Bayes’ Theorem in Data Mining

Last Updated : 04 Jul, 2021

Bayes’ Theorem describes the probability of an event, based on precedent knowledge of conditions which might be related to the event. In other words, Bayes’ Theorem is the add-on of Conditional Probability.

With the help of Conditional Probability, one can find out the probability of X given H, and it is denoted by P(X | H). Now Bayes’ Theorem states that if we know Conditional Probability (P(X | H)) then we can find out P(H | X), given the condition that P(X) and P(H) are already known to us.

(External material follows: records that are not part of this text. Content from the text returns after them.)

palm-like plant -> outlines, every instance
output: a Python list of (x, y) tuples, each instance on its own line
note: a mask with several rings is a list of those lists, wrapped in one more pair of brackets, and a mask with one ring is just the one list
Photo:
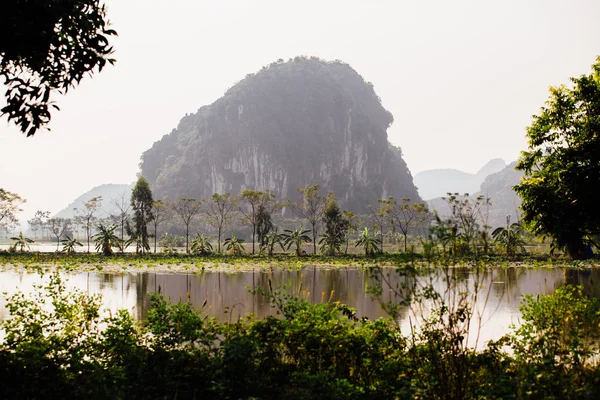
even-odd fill
[(105, 256), (112, 256), (114, 254), (113, 247), (119, 246), (120, 242), (120, 239), (115, 235), (115, 229), (117, 229), (116, 225), (98, 225), (98, 233), (92, 236), (97, 252), (101, 252)]
[(77, 239), (67, 235), (66, 239), (60, 241), (63, 245), (63, 253), (75, 253), (75, 246), (83, 246)]
[(13, 243), (13, 249), (19, 249), (21, 252), (24, 252), (25, 249), (29, 250), (29, 243), (33, 243), (33, 240), (23, 236), (23, 232), (20, 232), (17, 237), (11, 237), (10, 240), (15, 241), (15, 243)]
[(281, 233), (278, 233), (277, 230), (274, 230), (264, 236), (263, 242), (260, 246), (260, 252), (262, 253), (263, 251), (266, 251), (267, 256), (271, 257), (275, 252), (275, 247), (277, 245), (281, 247), (281, 250), (285, 251), (284, 240), (285, 236)]
[(191, 251), (194, 254), (202, 254), (207, 255), (212, 253), (213, 247), (210, 244), (210, 236), (207, 235), (198, 235), (196, 233), (196, 238), (192, 240)]
[(300, 257), (302, 255), (302, 245), (311, 242), (310, 236), (307, 235), (309, 232), (308, 229), (303, 230), (302, 226), (300, 226), (300, 229), (295, 230), (286, 229), (283, 231), (283, 244), (286, 249), (294, 245), (296, 247), (296, 255)]
[(117, 248), (119, 249), (119, 253), (123, 254), (123, 253), (125, 253), (125, 250), (129, 246), (131, 246), (134, 242), (135, 242), (135, 238), (129, 238), (129, 239), (119, 238), (119, 240), (117, 241), (115, 246), (117, 246)]
[(365, 249), (365, 255), (371, 256), (380, 251), (381, 240), (377, 236), (372, 236), (369, 233), (369, 228), (365, 228), (356, 241), (356, 246), (363, 247)]
[(521, 226), (521, 223), (515, 222), (510, 224), (510, 218), (506, 218), (506, 227), (499, 227), (494, 229), (492, 237), (494, 240), (504, 246), (506, 249), (506, 255), (511, 257), (517, 253), (517, 251), (525, 252), (525, 240), (523, 236), (525, 231)]
[(232, 254), (239, 255), (244, 252), (244, 239), (238, 239), (234, 234), (225, 239), (223, 245), (225, 246), (225, 250)]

Bayes’ Theorem is named after Thomas Bayes. He first makes use of conditional probability to provide an algorithm which uses evidence to calculate limits on an unknown parameter. Bayes’ Theorem has two types of probabilities :

Prior Probability [P(H)]
Posterior Probability [P(H/X)]

Where,

X – X is a data tuple.
H – H is some Hypothesis.

1. Prior Probability

Prior Probability is the probability of occurring an event before the collection of new data. It is the best logical evaluation of the probability of an outcome which is based on the present knowledge of the event before the inspection is performed.

2. Posterior Probability

When new data or information is collected then the Prior Probability of an event will be revised to produce a more accurate measure of a possible outcome. This revised probability becomes the Posterior Probability and is calculated using Bayes’ theorem. So, the Posterior Probability is the probability of an event X occurring given that event H has occurred.

For example

Suppose, three bags have the labels A, B, and C. One bag has a red ball in it, while the other two do not. The prior probability of red ball found in bag B is one-third or 0.333. But when bag C is seen, and the result shows that there is no red ball in that bag, then the posterior probability of red ball found in bag A and B becomes 0.5, as each bag has one out of two chances.

Formula

Bayes’ Theorem, can be mathematically represented by the equation given below :

$P(H/X) =P(X/H)P(H)/P(X)$

Where,

H and X are the events and,
P (X) ≠ 0
P(H/X) – Conditional probability of H.

Given that X occurs.

P(X/H) – Conditional probability of X.

Given that H occurs.

P(H) and P(X) – Prior Probabilities of occurring H and X independent of each other.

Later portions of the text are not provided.